VI. EN GUISE DE CONCLUSION : CONCURRENCE, HARMONISATION OU " BONNE CONDUITE " ?

Les analyses et évaluations présentées dans cette étude débouchent sur des conclusions mitigées : l'hétérogénéïté des systèmes fiscaux en Europe demeure certes considérable ; mais les manifestations tangibles de la concurrence fiscale sont, à ce jour, limitées. Elles concernent à l'évidence davantage la fiscalité sur l'assiette la plus mobile, à savoir le capital, avec d'une part les prélèvements sur les revenus des placements financiers des ménages, d'autre part la fiscalité directe sur les bénéfices des sociétés. Les évaluations présentées plus haut montrent qu'il existe, pour les entreprises, des incitations non négligeables à la mobilité, du moins pour certaines activités, certains types d'investissements, certains modes de financement. Encore convient-il de souligner, qu'en raison de la complexité des règles de détermination de l'assiette imposable, les moyennes présentées recouvrent sans doute une diversité plus grande encore des situations individuelles. En outre, la multiplicité des circonstances particulières ne permet pas d'inclure dans ces évaluations la totalité des prélèvements qui pèsent sur chaque catégorie d'agents économiques. Or la fiscalité est caractérisée, dans tous les pays européens et singulièrement en France, par un empilement de prélèvements, avec des règles de déductibilité différentes selon les cas, notamment en ce qui concerne la fiscalité locale et les prélèvements sociaux. Pour chaque agent économique, l'incitation fiscale à la mobilité est, en principe, la résultante nette de cet empilement de prélèvement, que l'étude conduite ici par type de prélèvement ne permet pas d'appréhender complètement. Cependant, une évaluation exhaustive de l'ampleur effective de cette incitation fiscale à la mobilité se heurte à deux types d'obstacles : d'une part, la grande diversité des situations individuelles, notamment en ce qui concerne la fiscalité locale ; d'autre part, la nécessité, pour évaluer l'incidence des différents prélèvements, de faire des hypothèses sur le mode de fonctionnement des différents marchés sur lesquels opère l'agent considéré, notamment les marchés du travail pour les prélèvements sur les salaires.

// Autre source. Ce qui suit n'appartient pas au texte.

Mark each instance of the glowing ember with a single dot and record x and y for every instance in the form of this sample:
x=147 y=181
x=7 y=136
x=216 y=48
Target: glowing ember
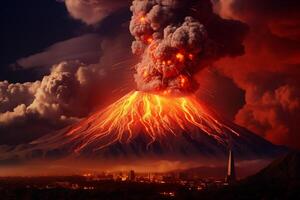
x=153 y=114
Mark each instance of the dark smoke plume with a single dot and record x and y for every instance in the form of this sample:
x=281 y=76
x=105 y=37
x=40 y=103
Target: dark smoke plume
x=176 y=39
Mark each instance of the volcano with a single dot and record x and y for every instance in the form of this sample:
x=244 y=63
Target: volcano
x=143 y=126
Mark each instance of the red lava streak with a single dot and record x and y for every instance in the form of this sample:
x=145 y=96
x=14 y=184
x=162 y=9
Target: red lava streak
x=152 y=114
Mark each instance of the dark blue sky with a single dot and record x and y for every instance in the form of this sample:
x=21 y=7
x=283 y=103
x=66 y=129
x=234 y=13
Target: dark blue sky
x=29 y=27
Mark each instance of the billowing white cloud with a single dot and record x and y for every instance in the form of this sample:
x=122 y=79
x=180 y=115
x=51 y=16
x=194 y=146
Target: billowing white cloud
x=85 y=48
x=93 y=11
x=60 y=96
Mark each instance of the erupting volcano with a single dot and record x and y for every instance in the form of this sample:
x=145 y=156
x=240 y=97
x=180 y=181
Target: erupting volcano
x=139 y=112
x=162 y=119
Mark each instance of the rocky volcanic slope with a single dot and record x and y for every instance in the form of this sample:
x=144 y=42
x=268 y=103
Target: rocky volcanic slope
x=192 y=145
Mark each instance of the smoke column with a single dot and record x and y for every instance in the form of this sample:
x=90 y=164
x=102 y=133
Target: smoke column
x=174 y=42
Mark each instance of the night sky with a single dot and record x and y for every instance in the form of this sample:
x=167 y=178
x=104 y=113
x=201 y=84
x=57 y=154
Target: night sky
x=259 y=90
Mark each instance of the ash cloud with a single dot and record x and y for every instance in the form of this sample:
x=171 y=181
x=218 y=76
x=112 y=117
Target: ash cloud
x=269 y=71
x=176 y=39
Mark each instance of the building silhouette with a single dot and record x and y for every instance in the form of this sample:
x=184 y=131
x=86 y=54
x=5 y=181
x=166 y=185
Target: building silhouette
x=131 y=175
x=230 y=177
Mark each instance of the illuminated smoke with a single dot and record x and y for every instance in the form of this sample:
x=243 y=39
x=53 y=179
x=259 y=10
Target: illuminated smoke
x=174 y=44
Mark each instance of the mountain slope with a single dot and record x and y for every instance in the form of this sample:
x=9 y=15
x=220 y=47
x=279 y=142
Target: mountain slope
x=147 y=126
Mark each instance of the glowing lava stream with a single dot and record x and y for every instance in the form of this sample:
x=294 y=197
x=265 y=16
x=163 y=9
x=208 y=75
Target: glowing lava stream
x=149 y=113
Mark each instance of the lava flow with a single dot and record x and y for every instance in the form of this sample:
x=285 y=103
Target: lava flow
x=140 y=112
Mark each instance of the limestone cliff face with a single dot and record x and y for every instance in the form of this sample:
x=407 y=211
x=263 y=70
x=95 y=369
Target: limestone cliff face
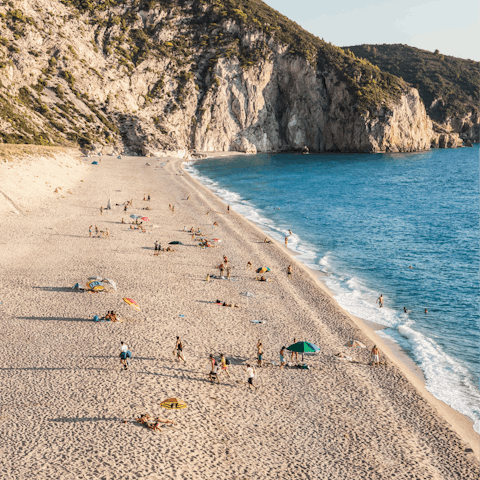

Il est cependant très probable que l'achèvement de l'unification monétaire en Europe suscite un renforcement de la concurrence fiscale entre Etat membres. Si elle devait se déployer sans règles et sans contraintes communes, cette concurrence aboutirait inéluctablement à une moindre redistributivité des systèmes de prélèvements obligatoires, à une réduction de la protection sociale et une paupérisation des secteurs publics nationaux. Pour contrer de telles évolutions, qui remettraient profondément en cause le " modèle européen " jusqu'à présent dominant -que l'on pourrait qualifier, à la suite des Allemands, " d'économie sociale de marché "-, il convient, au minimum, d'éviter la " concurrence fiscale dommageable ", en instituant des règles qui encadrent et limitent les actions des Etats : le " code de bonne conduite " actuellement négocié en Europe, mais également la politique européenne de la concurrence et, à une échelle plus large, les négociations conduites au sein de l'OCDE peuvent sans doute y contribuer. Mais ces règles minimales risquent de se révéler insuffisantes dans de nombreux domaines et la dynamique de l'intégration européenne pourrait alors requérir une nouvelle réflexion sur la manière de concilier la subsidiarité et la souveraineté fiscale des Etats membres avec une harmonisation plus poussée de pans entiers des systèmes nationaux de prélèvements obligatoires, voire avec l'émergence d'une véritable fiscalité européenne : l'invention, pragmatique et progressive, d'un modèle européen de " fédéralisme budgétaire et fiscal ".